The deficit was 122 percent of the 998.4 billion forint full-year target. A month earlier, the Finance Ministry said the full-year deficit target was still “achievable” despite the significant November shortfall (190.9 billion forints).
Alone in the month of December, the budget was 452.7 billion forints in the red.
The ministry noted that central budget pre-financing for European Union-funded projects continued to have an impact on the balance: payouts for such projects reached 1,556.8 billion forints for the year, while transfers from Brussels came to 1,468.6 billion forints.
Big spending tickets were on investments undertaken in the framework of the Modern Cities scheme and the Hungarian Village programme, as well as road and railway upgrades and incentives for business investments to improve competitiveness, the ministry said.

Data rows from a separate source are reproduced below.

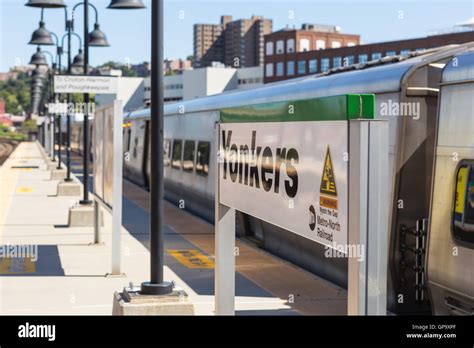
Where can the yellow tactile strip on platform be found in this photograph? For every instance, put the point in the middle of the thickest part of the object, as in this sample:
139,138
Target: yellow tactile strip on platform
192,258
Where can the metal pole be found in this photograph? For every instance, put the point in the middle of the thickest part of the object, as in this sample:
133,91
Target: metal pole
69,99
156,285
54,138
58,97
86,154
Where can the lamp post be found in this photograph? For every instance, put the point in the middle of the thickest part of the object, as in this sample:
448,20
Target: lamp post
95,38
156,285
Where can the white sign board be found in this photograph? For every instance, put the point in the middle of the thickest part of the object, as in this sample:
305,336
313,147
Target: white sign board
291,174
85,84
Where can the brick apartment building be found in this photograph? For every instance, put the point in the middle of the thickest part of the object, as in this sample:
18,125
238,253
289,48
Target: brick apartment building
296,53
238,43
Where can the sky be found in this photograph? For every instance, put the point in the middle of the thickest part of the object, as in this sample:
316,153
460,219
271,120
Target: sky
128,31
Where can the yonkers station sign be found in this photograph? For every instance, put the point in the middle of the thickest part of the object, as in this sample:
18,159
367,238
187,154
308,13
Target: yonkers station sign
287,164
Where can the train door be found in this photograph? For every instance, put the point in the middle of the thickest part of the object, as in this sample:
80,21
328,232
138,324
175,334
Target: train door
146,155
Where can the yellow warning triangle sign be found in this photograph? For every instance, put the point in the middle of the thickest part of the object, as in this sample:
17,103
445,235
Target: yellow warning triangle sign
328,181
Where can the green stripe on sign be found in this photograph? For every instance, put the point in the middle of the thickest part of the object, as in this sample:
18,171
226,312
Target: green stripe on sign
335,108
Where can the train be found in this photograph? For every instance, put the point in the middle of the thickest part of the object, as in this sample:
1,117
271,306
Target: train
431,171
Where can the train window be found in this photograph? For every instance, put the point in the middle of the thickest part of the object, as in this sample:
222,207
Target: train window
166,152
202,160
177,149
188,156
463,210
129,138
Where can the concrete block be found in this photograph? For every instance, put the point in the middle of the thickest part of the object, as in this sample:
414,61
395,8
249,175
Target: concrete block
51,165
135,303
69,188
58,174
83,216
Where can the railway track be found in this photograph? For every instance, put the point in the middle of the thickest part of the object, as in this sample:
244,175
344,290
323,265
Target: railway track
6,148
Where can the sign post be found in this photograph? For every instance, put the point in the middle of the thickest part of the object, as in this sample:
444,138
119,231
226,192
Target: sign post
108,163
291,164
85,84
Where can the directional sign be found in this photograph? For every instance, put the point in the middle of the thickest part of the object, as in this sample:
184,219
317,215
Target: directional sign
287,164
85,84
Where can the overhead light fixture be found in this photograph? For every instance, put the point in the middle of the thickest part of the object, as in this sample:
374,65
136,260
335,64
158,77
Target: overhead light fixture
97,37
41,36
46,3
126,4
38,58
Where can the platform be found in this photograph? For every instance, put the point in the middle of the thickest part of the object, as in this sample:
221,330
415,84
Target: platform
69,275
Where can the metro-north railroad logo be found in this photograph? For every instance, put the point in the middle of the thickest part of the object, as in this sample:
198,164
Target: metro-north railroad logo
327,189
325,219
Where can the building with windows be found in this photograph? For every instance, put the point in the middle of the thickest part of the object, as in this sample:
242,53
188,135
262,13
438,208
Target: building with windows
236,43
294,53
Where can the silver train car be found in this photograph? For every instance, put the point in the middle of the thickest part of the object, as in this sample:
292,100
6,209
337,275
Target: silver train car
431,241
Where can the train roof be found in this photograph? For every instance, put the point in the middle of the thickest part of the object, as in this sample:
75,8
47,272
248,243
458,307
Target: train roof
380,76
460,69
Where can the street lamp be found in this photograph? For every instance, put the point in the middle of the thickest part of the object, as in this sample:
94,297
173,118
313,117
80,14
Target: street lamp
46,3
95,38
126,4
38,58
156,285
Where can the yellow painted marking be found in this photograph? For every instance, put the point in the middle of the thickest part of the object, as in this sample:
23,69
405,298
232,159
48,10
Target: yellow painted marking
192,258
461,190
17,266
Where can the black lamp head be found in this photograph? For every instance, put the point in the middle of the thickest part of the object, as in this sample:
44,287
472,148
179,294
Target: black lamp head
41,36
46,3
78,61
126,4
97,37
38,58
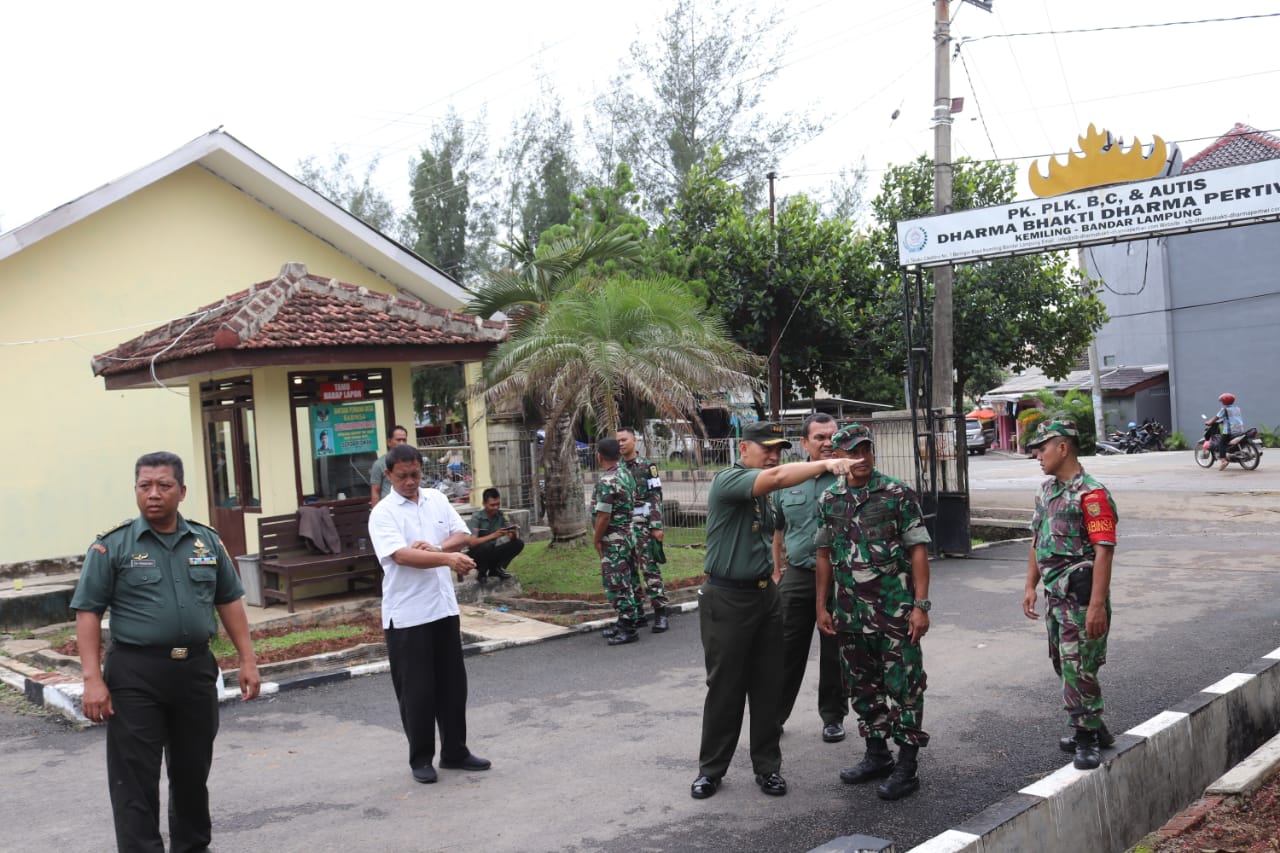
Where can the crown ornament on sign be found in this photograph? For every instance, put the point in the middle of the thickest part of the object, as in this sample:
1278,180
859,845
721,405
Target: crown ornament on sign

Expenditures were also lifted by a package of family support measures that included prenatal baby support loans and subsidies for vehicles for large families, by premiums for pensioners linked to economic growth and by wage rises in the public sector, it added.
The ministry said the deficit calculated according to the EU’s accrual-based accounting rules “could turn out to be well below the EU criterion”.
The government targets a shortfall of 1.8 percent of GDP in 2019.